Constant vigilance required
Road safety campaign Safe Speed has issued a statement condemning "the constant vigil on speed" that drivers must maintain. It said this attention is being misdirected by "a wholly unjustified obsession with one particular and rather insignificant factor, not for safety reasons but in order to comply with the law."
Paul Smith, founder of the campaign said: "We have been unable to identify any other law where simple compliance requires constant vigilance. This alone is a warning sign that speed limits are unlike other laws -- there's a risk that too much enforcement will remove attention from something more important. And of course that's exactly what's happening."
Smith said: "We get quite a few emails from people who have acquired nine licence points. They describe their driving experience as paranoid. We can't understand why anyone would be foolish enough to think that such paranoia makes good drivers. And it's just the same for all of us, only less so."

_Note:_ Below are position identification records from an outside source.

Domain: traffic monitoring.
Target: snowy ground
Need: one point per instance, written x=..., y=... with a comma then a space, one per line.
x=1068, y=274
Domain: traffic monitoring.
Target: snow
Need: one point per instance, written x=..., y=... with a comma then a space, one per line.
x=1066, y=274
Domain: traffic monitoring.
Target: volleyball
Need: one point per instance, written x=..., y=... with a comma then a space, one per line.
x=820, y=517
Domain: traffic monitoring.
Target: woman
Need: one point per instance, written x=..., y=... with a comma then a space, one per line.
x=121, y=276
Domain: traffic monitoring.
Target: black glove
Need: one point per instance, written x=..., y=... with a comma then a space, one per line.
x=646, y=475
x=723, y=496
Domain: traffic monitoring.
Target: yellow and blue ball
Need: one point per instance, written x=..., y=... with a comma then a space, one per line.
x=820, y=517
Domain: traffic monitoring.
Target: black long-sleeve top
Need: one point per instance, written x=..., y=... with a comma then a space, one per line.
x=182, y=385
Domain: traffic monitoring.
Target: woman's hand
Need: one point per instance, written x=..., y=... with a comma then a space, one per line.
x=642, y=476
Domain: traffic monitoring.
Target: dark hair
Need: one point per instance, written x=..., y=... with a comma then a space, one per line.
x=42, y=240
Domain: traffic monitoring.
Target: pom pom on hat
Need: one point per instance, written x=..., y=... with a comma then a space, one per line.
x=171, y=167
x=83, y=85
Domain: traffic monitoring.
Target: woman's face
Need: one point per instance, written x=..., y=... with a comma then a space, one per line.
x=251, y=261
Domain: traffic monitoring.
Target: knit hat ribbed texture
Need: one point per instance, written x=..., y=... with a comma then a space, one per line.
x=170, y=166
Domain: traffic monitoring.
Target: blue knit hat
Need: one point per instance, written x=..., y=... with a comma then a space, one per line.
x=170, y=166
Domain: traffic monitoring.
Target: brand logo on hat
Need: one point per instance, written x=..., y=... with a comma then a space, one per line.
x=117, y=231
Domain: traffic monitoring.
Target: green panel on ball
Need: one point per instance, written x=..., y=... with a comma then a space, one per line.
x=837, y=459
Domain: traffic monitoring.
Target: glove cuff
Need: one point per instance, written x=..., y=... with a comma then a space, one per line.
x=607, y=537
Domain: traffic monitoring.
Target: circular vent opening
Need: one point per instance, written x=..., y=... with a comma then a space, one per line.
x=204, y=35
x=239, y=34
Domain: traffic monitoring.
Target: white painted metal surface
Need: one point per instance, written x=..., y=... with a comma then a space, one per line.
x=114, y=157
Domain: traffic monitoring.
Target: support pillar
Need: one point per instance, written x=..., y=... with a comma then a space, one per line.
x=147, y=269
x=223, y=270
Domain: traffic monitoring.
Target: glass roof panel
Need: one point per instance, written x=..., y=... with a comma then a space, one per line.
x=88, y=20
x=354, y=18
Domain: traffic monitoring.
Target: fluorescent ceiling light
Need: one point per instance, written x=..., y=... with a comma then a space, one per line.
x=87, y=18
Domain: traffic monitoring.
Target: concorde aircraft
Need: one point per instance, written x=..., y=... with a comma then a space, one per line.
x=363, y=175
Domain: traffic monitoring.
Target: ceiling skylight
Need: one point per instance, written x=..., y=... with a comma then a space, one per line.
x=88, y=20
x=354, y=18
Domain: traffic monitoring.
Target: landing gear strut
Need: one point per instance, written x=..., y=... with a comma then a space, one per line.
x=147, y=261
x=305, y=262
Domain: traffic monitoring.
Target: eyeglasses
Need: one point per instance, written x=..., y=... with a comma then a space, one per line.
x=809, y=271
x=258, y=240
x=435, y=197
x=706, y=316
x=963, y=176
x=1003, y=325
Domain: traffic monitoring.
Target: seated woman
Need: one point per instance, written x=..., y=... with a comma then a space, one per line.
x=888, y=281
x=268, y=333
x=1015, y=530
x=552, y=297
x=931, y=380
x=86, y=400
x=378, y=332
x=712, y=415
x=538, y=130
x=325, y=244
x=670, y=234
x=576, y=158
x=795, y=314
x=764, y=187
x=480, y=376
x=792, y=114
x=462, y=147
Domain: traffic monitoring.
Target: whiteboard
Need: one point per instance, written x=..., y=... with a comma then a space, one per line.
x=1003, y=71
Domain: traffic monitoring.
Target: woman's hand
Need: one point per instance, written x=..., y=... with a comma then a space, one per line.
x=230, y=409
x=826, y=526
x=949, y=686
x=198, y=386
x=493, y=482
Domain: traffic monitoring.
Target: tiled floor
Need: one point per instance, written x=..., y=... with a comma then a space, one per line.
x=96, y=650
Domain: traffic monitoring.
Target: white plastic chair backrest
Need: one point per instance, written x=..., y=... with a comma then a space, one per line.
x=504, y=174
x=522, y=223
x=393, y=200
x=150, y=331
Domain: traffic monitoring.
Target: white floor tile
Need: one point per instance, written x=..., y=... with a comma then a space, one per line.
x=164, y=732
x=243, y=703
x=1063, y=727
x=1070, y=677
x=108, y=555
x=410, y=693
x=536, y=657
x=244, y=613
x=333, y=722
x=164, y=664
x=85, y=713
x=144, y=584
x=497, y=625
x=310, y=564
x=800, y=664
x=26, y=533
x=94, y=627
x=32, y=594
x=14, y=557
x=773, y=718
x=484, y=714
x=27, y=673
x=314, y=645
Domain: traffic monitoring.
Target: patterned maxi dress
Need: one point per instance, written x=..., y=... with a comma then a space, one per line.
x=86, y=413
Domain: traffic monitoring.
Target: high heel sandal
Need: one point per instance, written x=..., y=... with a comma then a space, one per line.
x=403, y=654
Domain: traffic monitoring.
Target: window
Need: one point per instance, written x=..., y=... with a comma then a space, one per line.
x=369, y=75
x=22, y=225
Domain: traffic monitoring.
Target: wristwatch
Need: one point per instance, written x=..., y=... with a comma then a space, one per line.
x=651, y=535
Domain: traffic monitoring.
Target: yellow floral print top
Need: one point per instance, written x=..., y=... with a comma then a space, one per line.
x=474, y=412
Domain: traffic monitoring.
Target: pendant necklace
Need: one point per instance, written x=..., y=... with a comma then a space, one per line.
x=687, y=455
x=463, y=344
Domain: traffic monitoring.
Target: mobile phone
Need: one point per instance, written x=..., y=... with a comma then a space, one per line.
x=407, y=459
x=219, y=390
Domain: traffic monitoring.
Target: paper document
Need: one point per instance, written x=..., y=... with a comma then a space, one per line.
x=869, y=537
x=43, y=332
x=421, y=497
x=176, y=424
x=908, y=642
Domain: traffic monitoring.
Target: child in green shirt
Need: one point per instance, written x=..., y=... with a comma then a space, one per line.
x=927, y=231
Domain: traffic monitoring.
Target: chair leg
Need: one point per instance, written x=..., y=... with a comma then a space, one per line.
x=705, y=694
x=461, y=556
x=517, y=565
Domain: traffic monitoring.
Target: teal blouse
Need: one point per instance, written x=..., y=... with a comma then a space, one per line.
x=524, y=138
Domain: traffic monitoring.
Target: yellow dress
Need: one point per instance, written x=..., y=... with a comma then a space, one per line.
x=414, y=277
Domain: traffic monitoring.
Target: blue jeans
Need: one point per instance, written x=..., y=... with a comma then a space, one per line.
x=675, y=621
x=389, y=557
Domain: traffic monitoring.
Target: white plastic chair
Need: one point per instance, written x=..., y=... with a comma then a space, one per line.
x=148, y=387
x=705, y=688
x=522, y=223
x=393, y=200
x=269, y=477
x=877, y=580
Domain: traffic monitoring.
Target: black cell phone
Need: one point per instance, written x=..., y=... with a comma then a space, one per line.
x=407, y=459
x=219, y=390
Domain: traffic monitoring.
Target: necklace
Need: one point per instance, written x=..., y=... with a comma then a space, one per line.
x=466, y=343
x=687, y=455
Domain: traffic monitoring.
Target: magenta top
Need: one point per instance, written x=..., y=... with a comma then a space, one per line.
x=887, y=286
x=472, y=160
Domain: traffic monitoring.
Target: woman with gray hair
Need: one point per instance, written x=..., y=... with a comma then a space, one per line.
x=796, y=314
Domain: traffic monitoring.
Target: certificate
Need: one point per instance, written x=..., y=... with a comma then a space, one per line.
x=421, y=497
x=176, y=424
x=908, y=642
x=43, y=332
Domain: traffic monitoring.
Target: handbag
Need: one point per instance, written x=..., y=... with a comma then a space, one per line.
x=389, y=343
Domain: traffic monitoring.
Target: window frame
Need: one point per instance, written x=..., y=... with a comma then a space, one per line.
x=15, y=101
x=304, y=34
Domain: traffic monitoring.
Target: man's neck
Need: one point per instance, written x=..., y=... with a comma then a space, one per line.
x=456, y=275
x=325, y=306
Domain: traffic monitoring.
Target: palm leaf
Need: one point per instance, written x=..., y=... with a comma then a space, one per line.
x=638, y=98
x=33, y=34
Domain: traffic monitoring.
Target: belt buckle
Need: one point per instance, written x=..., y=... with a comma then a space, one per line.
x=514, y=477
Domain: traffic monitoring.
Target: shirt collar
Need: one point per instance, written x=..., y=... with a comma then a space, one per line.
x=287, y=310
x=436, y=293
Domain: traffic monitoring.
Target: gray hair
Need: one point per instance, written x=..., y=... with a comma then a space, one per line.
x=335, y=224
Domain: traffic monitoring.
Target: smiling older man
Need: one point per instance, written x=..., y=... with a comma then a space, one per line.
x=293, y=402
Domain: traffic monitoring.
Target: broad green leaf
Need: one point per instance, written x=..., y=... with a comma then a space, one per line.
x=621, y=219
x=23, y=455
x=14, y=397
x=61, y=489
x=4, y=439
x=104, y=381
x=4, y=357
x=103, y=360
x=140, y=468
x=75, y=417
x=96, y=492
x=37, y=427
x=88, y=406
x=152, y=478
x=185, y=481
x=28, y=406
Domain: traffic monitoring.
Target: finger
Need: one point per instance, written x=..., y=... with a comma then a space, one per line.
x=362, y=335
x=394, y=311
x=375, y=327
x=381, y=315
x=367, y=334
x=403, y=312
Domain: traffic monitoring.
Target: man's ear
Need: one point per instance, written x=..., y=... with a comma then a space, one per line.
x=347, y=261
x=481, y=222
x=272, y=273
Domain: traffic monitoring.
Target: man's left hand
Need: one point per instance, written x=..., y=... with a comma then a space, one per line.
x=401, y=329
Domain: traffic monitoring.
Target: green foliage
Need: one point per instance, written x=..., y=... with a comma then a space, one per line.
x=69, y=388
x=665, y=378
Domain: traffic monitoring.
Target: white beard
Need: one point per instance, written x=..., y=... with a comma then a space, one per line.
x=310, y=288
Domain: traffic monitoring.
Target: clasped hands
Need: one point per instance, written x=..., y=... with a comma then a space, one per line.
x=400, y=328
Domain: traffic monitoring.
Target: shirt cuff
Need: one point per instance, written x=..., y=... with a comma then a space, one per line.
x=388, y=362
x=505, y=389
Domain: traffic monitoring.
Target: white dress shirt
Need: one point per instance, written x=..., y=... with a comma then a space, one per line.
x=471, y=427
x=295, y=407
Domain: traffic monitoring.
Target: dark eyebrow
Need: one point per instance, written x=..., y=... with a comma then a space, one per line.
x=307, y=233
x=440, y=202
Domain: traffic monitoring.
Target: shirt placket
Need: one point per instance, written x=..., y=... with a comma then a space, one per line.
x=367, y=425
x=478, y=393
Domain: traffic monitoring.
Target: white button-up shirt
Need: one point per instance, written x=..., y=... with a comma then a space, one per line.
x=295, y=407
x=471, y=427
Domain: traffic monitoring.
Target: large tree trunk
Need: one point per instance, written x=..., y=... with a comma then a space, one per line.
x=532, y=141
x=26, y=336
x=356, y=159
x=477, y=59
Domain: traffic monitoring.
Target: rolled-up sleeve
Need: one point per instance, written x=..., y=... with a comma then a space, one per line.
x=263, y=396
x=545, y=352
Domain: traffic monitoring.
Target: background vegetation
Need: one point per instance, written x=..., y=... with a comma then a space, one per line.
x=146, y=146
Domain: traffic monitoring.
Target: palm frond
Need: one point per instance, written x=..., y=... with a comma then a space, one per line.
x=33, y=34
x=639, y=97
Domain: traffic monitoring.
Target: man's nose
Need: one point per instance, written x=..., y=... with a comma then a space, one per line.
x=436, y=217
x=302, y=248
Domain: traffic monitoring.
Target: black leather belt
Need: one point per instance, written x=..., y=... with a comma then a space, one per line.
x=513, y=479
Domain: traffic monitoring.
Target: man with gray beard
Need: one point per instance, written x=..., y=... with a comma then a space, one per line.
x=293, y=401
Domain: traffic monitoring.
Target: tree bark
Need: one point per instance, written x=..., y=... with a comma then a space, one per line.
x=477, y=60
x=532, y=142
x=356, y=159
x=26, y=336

Last year, Safe Speed revealed that speeding is involved in under four per cent of all road crashes, and that number includes many behaviours far removed from normal responsible motoring. Examples include speeding drunks, speeding joyriders, and nutters racing on the highway.
Smith said: "Speed cameras are wasting precious driver attention and making the roads more dangerous. The DfT appears to be waking up to the facts. How much longer do we have to wait until the infernal devices are removed from our roads and drivers can end their needless vigil?"